Sisley
A unique visual signature based on accords, character, and seasonality
The citrus accord hits sharp and resinous, the mastic immediately asserting itself amongst the bergamot and bitter orange, creating an almost medicinal quality that carrot seed's earthy greenness only emphasises. This isn't fruit juice freshness—it's the scent of splitting open a citrus branch and inhaling the aromatic oils from both rind and wood.
The iris emerges cool and rooty, whilst the mastic absolute deepens the resinous character established in the opening. Pekoe tea adds a subtle astringency that keeps everything taut and refined, preventing the jasmine from turning the composition in any remotely floral direction—it's merely a whisper of indolic intrigue.
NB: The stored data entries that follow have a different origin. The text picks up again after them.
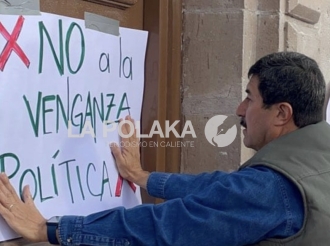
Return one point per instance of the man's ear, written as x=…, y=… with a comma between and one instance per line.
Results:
x=284, y=113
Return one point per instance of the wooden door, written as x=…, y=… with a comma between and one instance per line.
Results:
x=162, y=19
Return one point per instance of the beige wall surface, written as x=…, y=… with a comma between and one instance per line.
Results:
x=221, y=40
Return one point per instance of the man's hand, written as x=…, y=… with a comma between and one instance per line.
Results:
x=128, y=156
x=22, y=217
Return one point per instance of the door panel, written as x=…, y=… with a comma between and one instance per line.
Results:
x=131, y=17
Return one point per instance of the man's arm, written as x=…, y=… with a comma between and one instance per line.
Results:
x=244, y=208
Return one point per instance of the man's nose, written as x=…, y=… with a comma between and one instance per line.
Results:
x=240, y=111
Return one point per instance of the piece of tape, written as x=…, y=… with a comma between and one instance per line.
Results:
x=20, y=7
x=102, y=24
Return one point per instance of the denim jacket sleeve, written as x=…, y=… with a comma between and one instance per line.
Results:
x=240, y=208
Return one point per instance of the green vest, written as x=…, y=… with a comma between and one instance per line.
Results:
x=304, y=157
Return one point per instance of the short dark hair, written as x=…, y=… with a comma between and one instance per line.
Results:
x=293, y=78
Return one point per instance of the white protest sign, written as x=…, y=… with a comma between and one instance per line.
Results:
x=57, y=80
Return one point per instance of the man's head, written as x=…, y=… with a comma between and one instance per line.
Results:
x=286, y=91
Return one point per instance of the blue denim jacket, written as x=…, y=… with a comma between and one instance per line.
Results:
x=218, y=208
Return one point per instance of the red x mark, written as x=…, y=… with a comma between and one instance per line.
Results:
x=12, y=45
x=120, y=185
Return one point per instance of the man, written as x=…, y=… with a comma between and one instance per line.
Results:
x=280, y=196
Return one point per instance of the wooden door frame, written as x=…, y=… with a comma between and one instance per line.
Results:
x=162, y=98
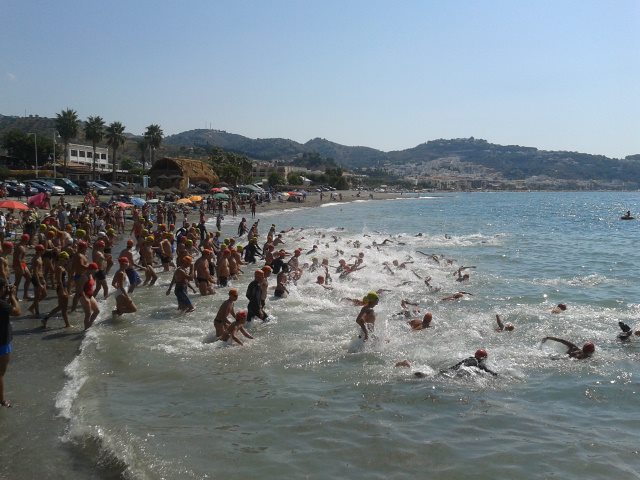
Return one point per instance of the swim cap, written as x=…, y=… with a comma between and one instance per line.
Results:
x=481, y=353
x=371, y=297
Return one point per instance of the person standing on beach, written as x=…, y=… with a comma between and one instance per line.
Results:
x=254, y=294
x=573, y=350
x=9, y=307
x=221, y=322
x=367, y=317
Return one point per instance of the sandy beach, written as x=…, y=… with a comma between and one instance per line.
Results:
x=36, y=373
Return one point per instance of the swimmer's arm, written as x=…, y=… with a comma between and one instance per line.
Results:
x=245, y=333
x=562, y=341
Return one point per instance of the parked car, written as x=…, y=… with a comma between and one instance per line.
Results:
x=14, y=188
x=55, y=189
x=69, y=187
x=39, y=187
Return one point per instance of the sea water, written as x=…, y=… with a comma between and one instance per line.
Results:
x=156, y=402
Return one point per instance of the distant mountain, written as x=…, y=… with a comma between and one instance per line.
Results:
x=466, y=156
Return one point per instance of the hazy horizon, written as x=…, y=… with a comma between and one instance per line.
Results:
x=552, y=75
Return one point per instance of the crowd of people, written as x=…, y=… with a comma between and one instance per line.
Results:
x=75, y=250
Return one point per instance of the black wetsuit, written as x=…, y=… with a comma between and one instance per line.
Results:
x=254, y=294
x=276, y=265
x=475, y=363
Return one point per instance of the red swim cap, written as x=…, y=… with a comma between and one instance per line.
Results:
x=481, y=353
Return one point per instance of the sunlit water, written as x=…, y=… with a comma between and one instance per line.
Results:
x=294, y=403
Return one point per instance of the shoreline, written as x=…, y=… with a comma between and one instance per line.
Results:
x=36, y=372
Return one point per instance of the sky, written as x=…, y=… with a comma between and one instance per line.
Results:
x=556, y=75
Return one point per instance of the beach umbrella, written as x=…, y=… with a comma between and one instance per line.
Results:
x=14, y=204
x=137, y=201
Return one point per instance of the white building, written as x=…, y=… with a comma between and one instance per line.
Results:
x=83, y=155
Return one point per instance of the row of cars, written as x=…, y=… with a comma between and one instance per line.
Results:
x=55, y=186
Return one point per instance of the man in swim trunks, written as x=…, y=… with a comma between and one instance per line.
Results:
x=204, y=279
x=573, y=350
x=181, y=278
x=221, y=322
x=132, y=275
x=124, y=303
x=9, y=307
x=367, y=317
x=254, y=294
x=237, y=326
x=421, y=324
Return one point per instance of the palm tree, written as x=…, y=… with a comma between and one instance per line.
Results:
x=153, y=135
x=115, y=139
x=142, y=150
x=94, y=131
x=67, y=125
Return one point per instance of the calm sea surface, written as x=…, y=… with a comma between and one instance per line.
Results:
x=147, y=397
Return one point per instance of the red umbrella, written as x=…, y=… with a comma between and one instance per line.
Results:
x=14, y=204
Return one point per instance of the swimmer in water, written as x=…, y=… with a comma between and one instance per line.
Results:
x=573, y=350
x=367, y=317
x=418, y=324
x=627, y=332
x=455, y=296
x=509, y=327
x=561, y=307
x=477, y=361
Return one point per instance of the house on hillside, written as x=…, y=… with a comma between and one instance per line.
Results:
x=180, y=172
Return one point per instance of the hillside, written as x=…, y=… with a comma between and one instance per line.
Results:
x=467, y=156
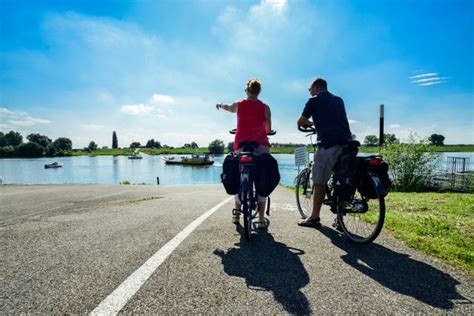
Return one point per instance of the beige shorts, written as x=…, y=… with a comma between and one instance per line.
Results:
x=324, y=161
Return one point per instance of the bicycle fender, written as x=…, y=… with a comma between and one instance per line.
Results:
x=377, y=184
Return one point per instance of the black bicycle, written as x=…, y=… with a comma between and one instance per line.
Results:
x=361, y=213
x=247, y=191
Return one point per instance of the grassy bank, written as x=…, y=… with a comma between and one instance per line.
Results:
x=440, y=224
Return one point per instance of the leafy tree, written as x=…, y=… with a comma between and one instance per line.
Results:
x=436, y=139
x=371, y=140
x=14, y=138
x=63, y=144
x=92, y=146
x=216, y=147
x=30, y=149
x=390, y=139
x=42, y=140
x=3, y=140
x=114, y=140
x=412, y=164
x=7, y=151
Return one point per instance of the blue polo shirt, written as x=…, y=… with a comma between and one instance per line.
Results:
x=329, y=118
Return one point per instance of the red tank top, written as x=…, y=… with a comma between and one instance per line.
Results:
x=251, y=123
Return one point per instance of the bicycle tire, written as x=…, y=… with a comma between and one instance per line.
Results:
x=350, y=221
x=304, y=192
x=247, y=212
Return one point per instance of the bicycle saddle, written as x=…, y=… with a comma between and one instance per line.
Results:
x=248, y=146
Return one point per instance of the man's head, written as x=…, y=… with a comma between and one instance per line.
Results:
x=253, y=87
x=317, y=86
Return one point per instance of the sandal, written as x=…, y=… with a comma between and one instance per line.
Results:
x=310, y=222
x=261, y=225
x=235, y=216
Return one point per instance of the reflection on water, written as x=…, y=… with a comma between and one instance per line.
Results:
x=112, y=170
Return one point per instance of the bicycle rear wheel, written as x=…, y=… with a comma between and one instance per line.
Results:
x=304, y=193
x=247, y=213
x=362, y=219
Cistus lends a leathery, labdanum-adjacent warmth that melds with sandalwood's creamy dryness, whilst vetiver provides an earthy, slightly smoky foundation. What remains is a skin-close veil of woody resins, the greenness now a memory rather than a statement, intimate and unexpectedly lasting.
Eau d'Ikar is a study in Mediterranean herbaceousness rendered through an almost astringent lens. The mastic—appearing both in the opening and as a concentrated absolute in the heart—provides a piney, resinous backbone that transforms what could have been another safe citrus cologne into something far more challenging. This is the scent of crushed herbs and sun-warmed tree sap rather than generic freshness. The carrot seed brings an earthy, slightly metallic edge to the citrus quartet, whilst the pekoe tea weaves a subtle tannic quality through the composition's middle section, amplifying rather than softening the green character. The iris here isn't powdery or cosmetic; it reads as root rather than petal, adding a cool, almost mineral facet that plays beautifully against the warm cistus-sandalwood base. This is for those who find conventional fresh fragrances insipid, who want their greenery with a bit of grit under its fingernails. It suits linen shirts worn with sleeves carelessly rolled, morning meetings that bleed into long lunches, the sort of person who drinks their coffee black and knows the difference between varietals. Eau d'Ikar doesn't seduce; it intrigues, presenting a polished but decidedly unconventional take on citrus aromatics that refuses to play by commercial rules. Vincent Ricord has crafted something that manages to feel both refined and faintly wild, like a formal garden slowly being reclaimed by the garrigue.